Knud Valdemar Gylding Holmboe (22 April 1902 Horsens Denmark – 13 October 1931 Aqaba, Jordan) was a Danish journalist, author and explorer. He converted from Protestantism to Catholicism in 1921, and, after a sojourn in North Africa, ultimately converted to Islam in 1929, changing his name to Ali Ahmed el Gheseiri.
He is best known for his 1931 book Desert Encounter (), which exposed the maltreatment of the population the author had witnessed on his journey through Libya and the atrocities committed by the Italian colonial power. This account is especially valuable for its description of the concentration camps into which Italian colonial powers forced the Bedouin and where "torture, humiliation, and famine" were rife. Holmboe was murdered on his way to Makkah in Aqaba in October 1931. Some suspect that Italian intelligence officials, connected to the regime of Benito Mussolini, conspired in his death. After finishing an education as a journalist, he started to work for various Danish local papers.
Career and travels
In search of deeper religious knowledge, Holmboe traveled to Morocco in 1924 and became acquainted with Islam. During a meeting with a sheikh, he realized that he belonged to Islam and converted the following year. His first book Between the Devil and the Deep Sea. A Dash by Plane to Seething Morocco was translated from Danish and published in 1924 by Klinte Publishers. After returning to Denmark, he wrote two books recounting his experiences in Morocco.
In 1925, he began a journey across the countries of the Middle East (Turkey, Syria, Palestine, Iraq and Persia). In 1927, he travelled through the Balkans and witnessed the mistreatment of the population by Italian troops in Albania. He took a photograph of the hanging of a dissident Catholic priest by Mussolini's soldiers in Albania. This picture was published in newspapers around the globe and, along with articles that went public all over Europe, infuriated the Italian authorities.

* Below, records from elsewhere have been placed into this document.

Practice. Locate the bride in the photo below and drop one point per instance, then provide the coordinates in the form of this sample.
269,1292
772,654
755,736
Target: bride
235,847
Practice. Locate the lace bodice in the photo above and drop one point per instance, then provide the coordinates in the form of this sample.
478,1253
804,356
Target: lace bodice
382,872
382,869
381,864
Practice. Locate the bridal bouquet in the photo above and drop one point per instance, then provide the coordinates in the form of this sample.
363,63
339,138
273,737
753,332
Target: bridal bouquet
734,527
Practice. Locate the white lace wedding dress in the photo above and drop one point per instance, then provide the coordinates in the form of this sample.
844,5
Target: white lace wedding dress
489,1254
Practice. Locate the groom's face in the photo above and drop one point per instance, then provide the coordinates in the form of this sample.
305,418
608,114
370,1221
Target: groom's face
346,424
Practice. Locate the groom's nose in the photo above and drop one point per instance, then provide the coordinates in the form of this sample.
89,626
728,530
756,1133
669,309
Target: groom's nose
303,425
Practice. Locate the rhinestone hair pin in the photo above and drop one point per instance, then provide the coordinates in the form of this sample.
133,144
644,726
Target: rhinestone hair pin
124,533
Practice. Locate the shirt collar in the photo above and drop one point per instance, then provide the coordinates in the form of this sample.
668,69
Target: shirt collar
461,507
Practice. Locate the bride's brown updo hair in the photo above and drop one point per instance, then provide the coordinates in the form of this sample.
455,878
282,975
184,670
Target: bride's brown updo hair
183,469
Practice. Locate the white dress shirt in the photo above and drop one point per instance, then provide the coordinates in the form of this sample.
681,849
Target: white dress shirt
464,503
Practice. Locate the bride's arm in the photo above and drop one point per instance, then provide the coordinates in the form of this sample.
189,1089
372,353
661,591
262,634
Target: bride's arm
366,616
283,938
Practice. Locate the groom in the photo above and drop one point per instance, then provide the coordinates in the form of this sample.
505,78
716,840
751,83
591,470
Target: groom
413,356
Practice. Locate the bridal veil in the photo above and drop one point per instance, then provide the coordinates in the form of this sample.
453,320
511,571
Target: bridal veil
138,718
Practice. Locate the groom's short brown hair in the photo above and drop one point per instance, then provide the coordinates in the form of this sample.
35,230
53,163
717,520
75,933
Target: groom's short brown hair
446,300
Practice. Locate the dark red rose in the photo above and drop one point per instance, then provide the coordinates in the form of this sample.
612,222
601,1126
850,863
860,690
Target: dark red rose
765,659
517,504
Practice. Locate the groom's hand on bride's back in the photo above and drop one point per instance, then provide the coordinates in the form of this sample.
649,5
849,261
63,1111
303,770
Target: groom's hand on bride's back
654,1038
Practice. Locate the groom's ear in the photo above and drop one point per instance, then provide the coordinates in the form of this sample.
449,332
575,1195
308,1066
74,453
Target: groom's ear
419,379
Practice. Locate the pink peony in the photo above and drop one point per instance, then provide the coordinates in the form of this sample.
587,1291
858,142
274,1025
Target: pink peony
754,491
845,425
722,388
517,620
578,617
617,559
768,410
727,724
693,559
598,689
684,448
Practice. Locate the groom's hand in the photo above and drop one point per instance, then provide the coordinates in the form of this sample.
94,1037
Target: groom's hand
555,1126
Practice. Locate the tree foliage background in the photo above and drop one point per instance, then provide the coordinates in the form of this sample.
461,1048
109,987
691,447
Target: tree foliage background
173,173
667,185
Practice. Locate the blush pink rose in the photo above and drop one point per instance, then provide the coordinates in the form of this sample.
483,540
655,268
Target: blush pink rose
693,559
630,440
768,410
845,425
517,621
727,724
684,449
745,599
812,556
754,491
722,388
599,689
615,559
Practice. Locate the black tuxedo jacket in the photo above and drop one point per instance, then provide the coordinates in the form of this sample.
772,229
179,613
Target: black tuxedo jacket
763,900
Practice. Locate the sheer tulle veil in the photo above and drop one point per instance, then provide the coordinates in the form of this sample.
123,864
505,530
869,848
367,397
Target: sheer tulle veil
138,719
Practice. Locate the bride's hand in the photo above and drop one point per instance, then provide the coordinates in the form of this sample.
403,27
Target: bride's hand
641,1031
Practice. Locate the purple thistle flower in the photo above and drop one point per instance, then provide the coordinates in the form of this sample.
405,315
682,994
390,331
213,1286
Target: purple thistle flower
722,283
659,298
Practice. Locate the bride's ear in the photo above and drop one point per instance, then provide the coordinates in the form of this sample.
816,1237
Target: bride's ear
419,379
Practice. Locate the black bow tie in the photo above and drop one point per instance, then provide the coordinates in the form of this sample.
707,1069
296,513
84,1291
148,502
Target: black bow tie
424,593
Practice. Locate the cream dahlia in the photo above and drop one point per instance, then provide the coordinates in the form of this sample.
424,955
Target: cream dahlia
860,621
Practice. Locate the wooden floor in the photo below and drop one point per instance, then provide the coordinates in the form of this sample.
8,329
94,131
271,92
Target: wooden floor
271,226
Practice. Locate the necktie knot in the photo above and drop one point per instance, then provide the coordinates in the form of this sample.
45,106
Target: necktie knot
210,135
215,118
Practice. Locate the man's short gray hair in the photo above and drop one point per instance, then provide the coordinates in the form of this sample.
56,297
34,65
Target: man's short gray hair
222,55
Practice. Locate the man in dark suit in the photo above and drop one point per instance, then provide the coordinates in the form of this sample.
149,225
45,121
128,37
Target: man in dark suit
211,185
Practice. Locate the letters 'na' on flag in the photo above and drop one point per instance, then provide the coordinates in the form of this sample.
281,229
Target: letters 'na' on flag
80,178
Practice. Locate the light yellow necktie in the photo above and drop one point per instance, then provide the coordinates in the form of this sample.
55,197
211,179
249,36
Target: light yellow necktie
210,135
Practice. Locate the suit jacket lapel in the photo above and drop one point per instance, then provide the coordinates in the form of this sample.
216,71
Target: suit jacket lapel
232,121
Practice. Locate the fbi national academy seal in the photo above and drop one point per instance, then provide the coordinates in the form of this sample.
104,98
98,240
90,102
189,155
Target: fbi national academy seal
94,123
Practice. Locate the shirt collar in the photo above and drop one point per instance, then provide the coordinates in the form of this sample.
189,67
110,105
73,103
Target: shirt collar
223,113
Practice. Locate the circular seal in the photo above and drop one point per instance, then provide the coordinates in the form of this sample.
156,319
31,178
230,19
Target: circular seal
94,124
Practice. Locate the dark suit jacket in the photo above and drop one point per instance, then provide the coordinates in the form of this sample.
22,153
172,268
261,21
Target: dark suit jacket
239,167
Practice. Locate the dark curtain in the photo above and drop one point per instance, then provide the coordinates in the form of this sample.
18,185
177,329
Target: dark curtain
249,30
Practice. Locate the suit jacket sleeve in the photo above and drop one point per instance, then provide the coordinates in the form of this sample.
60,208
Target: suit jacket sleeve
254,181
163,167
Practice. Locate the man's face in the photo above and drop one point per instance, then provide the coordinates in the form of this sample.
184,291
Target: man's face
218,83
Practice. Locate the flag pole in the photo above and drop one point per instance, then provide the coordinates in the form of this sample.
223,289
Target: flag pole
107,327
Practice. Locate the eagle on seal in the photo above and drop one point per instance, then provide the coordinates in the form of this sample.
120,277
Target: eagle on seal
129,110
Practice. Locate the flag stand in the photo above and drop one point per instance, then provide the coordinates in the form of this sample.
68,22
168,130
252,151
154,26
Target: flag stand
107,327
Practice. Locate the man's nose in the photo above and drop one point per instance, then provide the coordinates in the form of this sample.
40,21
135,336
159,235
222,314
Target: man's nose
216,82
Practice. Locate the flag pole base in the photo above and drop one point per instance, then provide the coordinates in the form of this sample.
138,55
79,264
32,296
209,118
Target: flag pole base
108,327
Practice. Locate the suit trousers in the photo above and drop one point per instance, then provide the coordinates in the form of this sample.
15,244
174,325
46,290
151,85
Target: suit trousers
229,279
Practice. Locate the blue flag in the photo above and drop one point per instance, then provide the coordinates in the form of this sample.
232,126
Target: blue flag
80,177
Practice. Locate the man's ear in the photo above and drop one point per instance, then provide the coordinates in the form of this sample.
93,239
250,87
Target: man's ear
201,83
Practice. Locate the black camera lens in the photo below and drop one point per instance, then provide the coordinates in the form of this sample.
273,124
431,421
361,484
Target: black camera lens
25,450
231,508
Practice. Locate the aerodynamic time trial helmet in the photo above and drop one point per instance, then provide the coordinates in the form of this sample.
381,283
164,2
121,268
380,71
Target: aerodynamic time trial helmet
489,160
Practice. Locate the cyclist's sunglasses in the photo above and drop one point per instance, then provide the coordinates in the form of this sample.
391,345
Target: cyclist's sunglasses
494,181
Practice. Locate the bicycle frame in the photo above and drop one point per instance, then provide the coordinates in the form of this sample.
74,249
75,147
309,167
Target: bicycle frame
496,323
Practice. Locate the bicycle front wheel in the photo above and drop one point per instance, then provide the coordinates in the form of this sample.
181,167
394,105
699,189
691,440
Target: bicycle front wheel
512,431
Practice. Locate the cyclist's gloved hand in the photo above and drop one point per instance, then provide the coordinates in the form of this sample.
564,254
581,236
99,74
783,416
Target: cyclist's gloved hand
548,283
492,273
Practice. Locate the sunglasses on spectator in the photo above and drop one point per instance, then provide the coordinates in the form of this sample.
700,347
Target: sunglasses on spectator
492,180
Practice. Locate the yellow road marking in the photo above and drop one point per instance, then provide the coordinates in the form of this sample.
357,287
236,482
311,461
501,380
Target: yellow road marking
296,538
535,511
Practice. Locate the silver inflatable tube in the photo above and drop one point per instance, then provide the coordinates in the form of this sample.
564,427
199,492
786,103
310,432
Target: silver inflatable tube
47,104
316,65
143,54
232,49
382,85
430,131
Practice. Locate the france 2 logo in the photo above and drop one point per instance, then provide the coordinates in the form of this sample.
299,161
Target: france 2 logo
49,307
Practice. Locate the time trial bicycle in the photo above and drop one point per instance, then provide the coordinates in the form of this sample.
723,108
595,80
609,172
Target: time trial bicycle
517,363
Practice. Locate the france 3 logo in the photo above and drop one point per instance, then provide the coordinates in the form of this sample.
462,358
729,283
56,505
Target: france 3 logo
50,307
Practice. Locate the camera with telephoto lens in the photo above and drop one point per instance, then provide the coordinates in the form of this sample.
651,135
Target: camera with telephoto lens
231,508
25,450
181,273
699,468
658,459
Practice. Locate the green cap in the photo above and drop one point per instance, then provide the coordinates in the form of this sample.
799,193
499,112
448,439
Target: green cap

Back in Denmark, he experienced economic difficulties and in 1928 he ultimately took the decision to leave the country along with his wife Nora and his daughter Aisha who was born earlier that year. The book was published both in Denmark, in many other European countries and the USA, but immediately banned in Fascist Italy. The Italian colonial powers were outraged at the suggestion that the Muslim population of Libya was being subjected to genocide.
Later life and death
After completing his book, he started on his hajj, to Makkah in May 1931. Holmboe bought a camel in Amman and travelled to Aqaba (in modern Jordan) where he waited for an entry permit into Ibn Saud’s territory. On 11 October 1931, he left on his camel towards the Saudi Arabian border spending the night in the vicinity of the Haql oasis. The next day he was attacked by a local Bedouin tribe on the road between al-Haql and Humayda. He managed to escape overnight, but was found the next day and shot on 13 October 1931.